When in Doubt Blame the Dogs
Me: So I have some bad news.
Matt: Okay . . .?
Me: Your Pringles are gone.
Matt: What?! I just bought those.
Me: I know. Now you have one of two choices.
Matt: Which are.
Me: Well, your first option is to believe that I would be unthoughtful enough to eat your chips.
Matt: Uh huh . . . and option two?
Me: You could believe that earlier today, while I was off doing your laundry like a good wife, I came into the living room to catch BOTH of our dogs combining their efforts to knock over your can of Pringles and proceed to eat all of your chips. Seriously. They were everywhere. All over the carpet. And instead of being upset about having to vacuum, all I thought was, "No! Matt's chips!"
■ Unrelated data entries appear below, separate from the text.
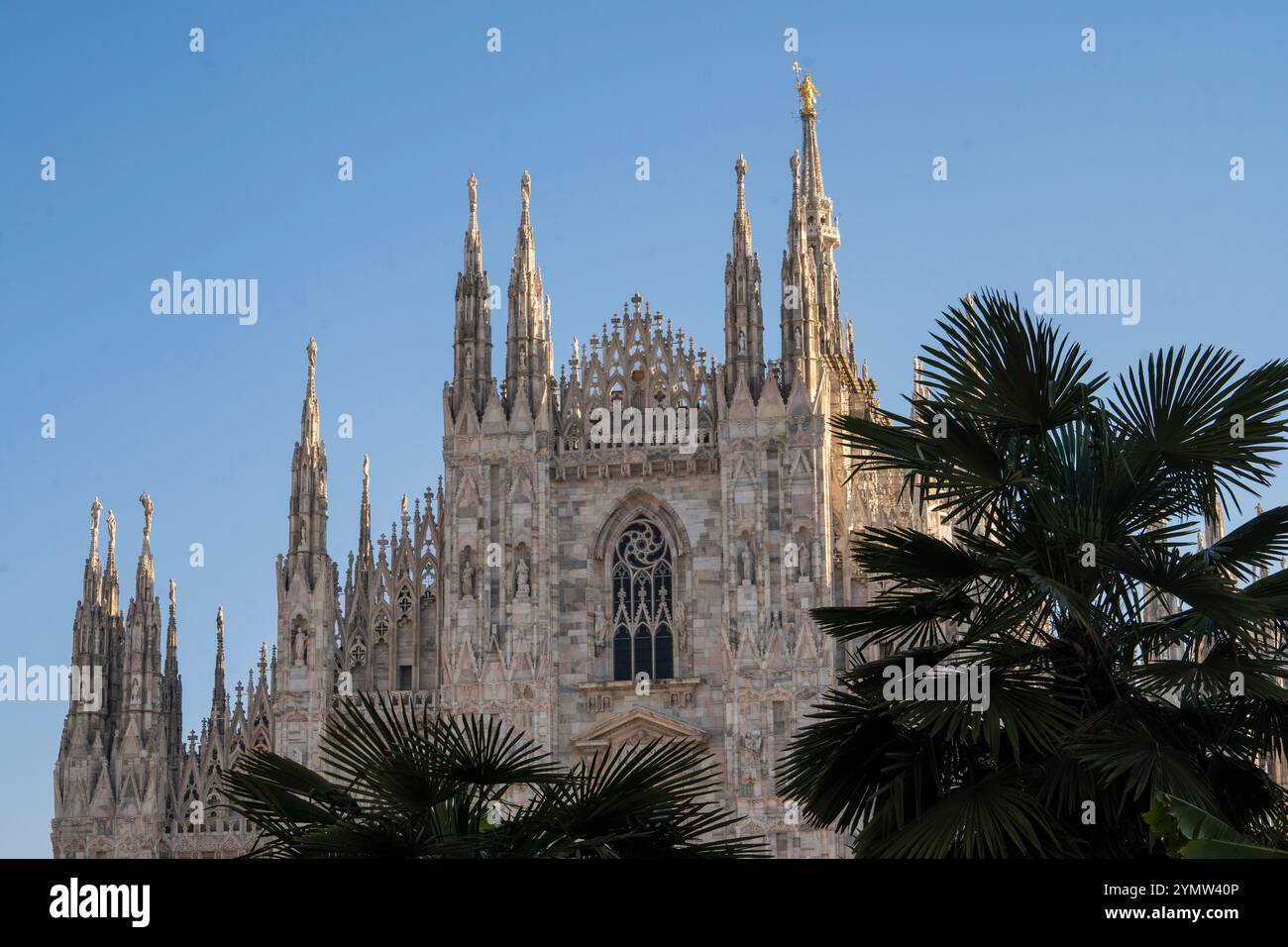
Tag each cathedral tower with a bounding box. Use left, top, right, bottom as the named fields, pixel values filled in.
left=451, top=174, right=496, bottom=416
left=782, top=64, right=842, bottom=390
left=505, top=171, right=554, bottom=416
left=272, top=339, right=340, bottom=768
left=725, top=156, right=765, bottom=399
Matt: Are you seriously framing the dogs for eating my potato chips?
Me: Framing? You honestly thing they aren't capable of such things? Look right now, Whiskey is actively trying to climb on the recliner to eat the sandwich on your plate. Right now! And if you'll notice, I am all the way over here on the couch NOT trying to steal your food at this very moment. I think we know what that means.
Matt: If the dogs ate my chips, how'd they get the lid off?
Me: I think you highly underestimate how resilient our dogs are.
Matt: Did you eat my chips?
Me: . . . .
Matt: . . . .
Me: . . . . Yes.
Matt: Were they any good?
Me: OMG they were sooo good, I couldn't even stop eating them!